As we bemoan the apparent disintegration of the moral fiber and structure of this once great nation, we most recognize our own significant contributions to this tragic outcome – remaining silent in the face of evil, reluctance and fear to teach and defend the Truth, misguided tolerance of conduct offensive to God (such as not valuing the dignity of all human life from conception to natural death) and the poor example of cowardly and Faithless lives.

St. John Chrysostom - Feastday September 13Having said this, we must not wallow in embarrassment and self-pity over our failures.

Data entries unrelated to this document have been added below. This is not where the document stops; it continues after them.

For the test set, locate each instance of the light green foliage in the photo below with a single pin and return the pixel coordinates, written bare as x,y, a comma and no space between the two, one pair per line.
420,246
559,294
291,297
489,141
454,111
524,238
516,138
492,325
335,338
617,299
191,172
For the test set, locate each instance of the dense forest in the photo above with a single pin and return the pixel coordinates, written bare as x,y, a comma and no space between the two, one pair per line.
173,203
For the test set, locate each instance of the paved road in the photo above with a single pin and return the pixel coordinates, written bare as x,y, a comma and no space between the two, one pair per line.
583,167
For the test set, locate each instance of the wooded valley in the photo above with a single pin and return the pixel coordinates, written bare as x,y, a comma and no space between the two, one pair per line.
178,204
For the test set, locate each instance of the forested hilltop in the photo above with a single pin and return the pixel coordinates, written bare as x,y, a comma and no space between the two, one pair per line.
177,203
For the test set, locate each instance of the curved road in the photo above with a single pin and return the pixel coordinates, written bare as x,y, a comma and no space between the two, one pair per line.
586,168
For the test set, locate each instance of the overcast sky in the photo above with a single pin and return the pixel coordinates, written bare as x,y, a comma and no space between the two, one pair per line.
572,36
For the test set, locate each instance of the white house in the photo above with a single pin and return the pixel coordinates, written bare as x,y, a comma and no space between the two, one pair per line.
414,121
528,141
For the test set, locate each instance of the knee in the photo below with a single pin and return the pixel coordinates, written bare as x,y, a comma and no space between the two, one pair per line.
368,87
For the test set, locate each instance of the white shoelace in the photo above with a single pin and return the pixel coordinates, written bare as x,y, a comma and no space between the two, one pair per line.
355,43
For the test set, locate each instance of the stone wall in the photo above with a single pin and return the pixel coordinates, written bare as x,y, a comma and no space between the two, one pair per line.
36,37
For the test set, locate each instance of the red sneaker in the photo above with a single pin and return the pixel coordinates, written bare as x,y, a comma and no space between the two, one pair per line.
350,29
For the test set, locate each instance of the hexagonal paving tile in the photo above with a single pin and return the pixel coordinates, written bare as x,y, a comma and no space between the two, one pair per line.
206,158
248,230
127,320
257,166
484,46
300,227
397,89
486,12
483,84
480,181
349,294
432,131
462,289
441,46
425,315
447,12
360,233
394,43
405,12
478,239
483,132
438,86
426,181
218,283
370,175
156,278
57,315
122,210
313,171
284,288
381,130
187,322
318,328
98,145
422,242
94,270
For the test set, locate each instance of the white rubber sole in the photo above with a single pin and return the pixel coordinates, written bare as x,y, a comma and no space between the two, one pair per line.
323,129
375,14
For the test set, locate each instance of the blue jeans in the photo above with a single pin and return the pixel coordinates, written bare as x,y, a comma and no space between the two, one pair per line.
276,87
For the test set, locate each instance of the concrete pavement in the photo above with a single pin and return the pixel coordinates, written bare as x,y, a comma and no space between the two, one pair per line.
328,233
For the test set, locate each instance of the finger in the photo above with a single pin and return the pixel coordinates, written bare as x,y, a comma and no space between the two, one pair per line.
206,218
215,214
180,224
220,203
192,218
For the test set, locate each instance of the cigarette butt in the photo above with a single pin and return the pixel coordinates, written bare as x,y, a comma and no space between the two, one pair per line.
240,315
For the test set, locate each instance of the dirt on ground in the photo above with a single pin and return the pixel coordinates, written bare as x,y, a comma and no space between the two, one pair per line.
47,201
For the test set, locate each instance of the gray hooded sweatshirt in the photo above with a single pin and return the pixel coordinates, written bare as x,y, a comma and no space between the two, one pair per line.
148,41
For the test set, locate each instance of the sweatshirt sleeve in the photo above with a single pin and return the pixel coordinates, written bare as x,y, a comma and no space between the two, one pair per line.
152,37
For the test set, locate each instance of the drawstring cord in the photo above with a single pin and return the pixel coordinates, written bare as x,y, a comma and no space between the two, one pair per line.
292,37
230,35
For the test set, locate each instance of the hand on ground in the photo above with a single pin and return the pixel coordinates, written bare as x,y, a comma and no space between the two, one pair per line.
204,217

Yes, our fear, cowardice and silence helped to create the current culture of death, materialism, paganism and relativism. But we have the promise of our loving and merciful Lord, as St. John Chrysostom assures us, that our culture can be turned around if, from this point forward, we would live our lives of Faith as God intended – consistently, courageously lovingly, and publicly – knowing that for a time, we will be persecuted for doing so:
‘Christ has put us on earth to act as beacons that give light, as doctors who teach, so that we might fulfill our duty as leaven…It would certainly not be necessary to preach doctrine if your lives were so radiant, or would it be necessary to have recourse to words if your works gave testimony. There would not be a single pagan if we conducted ourselves like true Christians’ – (St. John Chrysostom)

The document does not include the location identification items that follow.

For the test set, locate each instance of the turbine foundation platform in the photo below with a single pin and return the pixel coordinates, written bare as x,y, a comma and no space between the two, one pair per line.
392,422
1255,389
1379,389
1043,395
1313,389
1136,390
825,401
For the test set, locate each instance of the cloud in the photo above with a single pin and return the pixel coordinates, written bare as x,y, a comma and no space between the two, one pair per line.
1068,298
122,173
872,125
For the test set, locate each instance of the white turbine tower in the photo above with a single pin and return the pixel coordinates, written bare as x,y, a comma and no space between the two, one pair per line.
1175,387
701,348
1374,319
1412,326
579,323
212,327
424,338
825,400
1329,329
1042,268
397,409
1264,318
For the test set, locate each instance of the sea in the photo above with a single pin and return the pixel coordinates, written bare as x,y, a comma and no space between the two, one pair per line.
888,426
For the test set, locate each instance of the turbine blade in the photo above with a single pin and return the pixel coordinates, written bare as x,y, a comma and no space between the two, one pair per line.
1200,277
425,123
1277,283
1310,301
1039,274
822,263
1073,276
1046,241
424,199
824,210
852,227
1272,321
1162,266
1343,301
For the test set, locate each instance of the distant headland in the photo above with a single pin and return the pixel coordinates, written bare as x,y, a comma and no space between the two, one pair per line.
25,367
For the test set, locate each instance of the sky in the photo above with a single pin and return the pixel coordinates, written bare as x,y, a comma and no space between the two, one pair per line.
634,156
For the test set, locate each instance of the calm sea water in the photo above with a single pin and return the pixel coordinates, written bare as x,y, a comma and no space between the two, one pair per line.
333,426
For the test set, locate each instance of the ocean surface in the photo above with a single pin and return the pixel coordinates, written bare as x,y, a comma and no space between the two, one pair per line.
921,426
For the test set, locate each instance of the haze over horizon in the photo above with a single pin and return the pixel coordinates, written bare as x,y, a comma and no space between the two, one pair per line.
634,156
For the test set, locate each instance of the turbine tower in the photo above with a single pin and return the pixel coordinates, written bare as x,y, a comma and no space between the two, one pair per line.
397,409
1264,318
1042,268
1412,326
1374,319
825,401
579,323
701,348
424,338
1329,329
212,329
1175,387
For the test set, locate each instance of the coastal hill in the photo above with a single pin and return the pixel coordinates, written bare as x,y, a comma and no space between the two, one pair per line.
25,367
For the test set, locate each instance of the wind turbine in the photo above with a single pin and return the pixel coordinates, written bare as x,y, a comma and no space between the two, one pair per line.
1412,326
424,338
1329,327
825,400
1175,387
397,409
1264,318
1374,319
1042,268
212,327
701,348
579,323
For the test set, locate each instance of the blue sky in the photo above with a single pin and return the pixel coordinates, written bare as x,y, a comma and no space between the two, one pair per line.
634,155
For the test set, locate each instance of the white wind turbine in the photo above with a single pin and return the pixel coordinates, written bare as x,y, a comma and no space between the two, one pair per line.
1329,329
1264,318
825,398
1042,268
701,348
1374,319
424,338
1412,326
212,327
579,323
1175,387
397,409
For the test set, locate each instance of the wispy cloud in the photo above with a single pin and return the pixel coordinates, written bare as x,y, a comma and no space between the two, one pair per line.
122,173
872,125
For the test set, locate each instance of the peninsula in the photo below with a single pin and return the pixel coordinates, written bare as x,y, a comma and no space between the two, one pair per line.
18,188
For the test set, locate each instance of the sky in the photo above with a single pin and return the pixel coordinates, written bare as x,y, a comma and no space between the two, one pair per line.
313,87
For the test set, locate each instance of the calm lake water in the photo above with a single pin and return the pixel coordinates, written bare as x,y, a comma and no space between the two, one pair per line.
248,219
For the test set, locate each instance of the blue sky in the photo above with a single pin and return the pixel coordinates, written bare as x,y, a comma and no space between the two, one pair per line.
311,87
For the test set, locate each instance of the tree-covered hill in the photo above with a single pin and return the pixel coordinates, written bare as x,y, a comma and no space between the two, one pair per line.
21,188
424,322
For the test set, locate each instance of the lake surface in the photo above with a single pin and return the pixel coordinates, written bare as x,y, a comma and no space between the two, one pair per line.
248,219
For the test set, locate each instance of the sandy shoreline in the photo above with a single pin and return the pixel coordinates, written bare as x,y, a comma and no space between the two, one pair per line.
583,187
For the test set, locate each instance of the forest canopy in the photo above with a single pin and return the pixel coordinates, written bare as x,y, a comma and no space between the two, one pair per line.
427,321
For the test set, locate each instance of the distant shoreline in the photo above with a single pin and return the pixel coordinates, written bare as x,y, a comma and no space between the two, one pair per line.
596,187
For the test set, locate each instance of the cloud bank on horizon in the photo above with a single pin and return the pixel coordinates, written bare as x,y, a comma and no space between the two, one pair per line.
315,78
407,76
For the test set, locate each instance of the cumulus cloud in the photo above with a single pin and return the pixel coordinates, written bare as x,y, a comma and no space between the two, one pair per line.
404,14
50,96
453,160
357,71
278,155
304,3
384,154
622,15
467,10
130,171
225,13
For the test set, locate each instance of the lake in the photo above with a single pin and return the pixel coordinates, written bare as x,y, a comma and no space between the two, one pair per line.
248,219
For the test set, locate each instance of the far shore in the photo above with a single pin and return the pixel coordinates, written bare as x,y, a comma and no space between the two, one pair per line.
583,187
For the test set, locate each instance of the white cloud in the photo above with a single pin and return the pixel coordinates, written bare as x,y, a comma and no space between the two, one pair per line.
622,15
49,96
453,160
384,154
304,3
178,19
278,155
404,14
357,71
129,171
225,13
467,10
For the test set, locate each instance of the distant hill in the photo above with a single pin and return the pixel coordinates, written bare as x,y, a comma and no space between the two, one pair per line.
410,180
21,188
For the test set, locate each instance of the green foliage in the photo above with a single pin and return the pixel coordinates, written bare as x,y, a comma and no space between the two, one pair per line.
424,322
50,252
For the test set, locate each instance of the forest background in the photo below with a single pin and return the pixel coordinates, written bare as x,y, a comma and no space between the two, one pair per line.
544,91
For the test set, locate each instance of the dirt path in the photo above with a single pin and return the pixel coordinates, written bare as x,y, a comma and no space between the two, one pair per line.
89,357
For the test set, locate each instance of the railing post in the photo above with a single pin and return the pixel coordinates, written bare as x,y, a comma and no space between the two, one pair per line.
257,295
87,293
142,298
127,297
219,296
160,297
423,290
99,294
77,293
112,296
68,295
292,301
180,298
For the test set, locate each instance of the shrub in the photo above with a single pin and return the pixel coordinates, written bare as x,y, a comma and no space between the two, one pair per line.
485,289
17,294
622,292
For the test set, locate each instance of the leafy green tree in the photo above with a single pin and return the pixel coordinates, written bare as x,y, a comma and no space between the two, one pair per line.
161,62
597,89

The return of the relics of St. John Chrysostom to the Church of the Holy Apostles in Constantinople.

St. John, named Chrysostom (golden-mouthed) on account of his eloquence, came into the world of Christian parents, about the year 344, in the city of Antioch. His mother, at the age of 20, was a model of virtue. He studied rhetoric under Libanius, a pagan, the most famous orator of the age.

In 374, he began to lead the life of an anchorite in the mountains near Antioch, but in 386 the poor state of his health forced him to return to Antioch, where he was ordained a priest.

In 398, he was elevated to the See of Constantinople and became one of the greatest lights of the Church. But he had enemies in high places and some were ecclesiastics, not the least being Theophilus, Patriarch of Alexandria, who repented of this before he died. His most powerful enemy, however, was the empress Eudoxia, who was offended by the apostolic freedom of his discourses. Several accusations were brought against him in a pseudo-council, and he was sent into exile.

In the midst of his sufferings, like the apostle, St. Paul, whom he so greatly admired, he found the greatest peace and happiness. He had the consolation of knowing that the Pope remained his friend and did for him what lay in his power. His enemies were not satisfied with the sufferings he had already endured, and they banished him still further, to Pythius, at the very extremity of the Empire. He died on his way there on September 14, 407.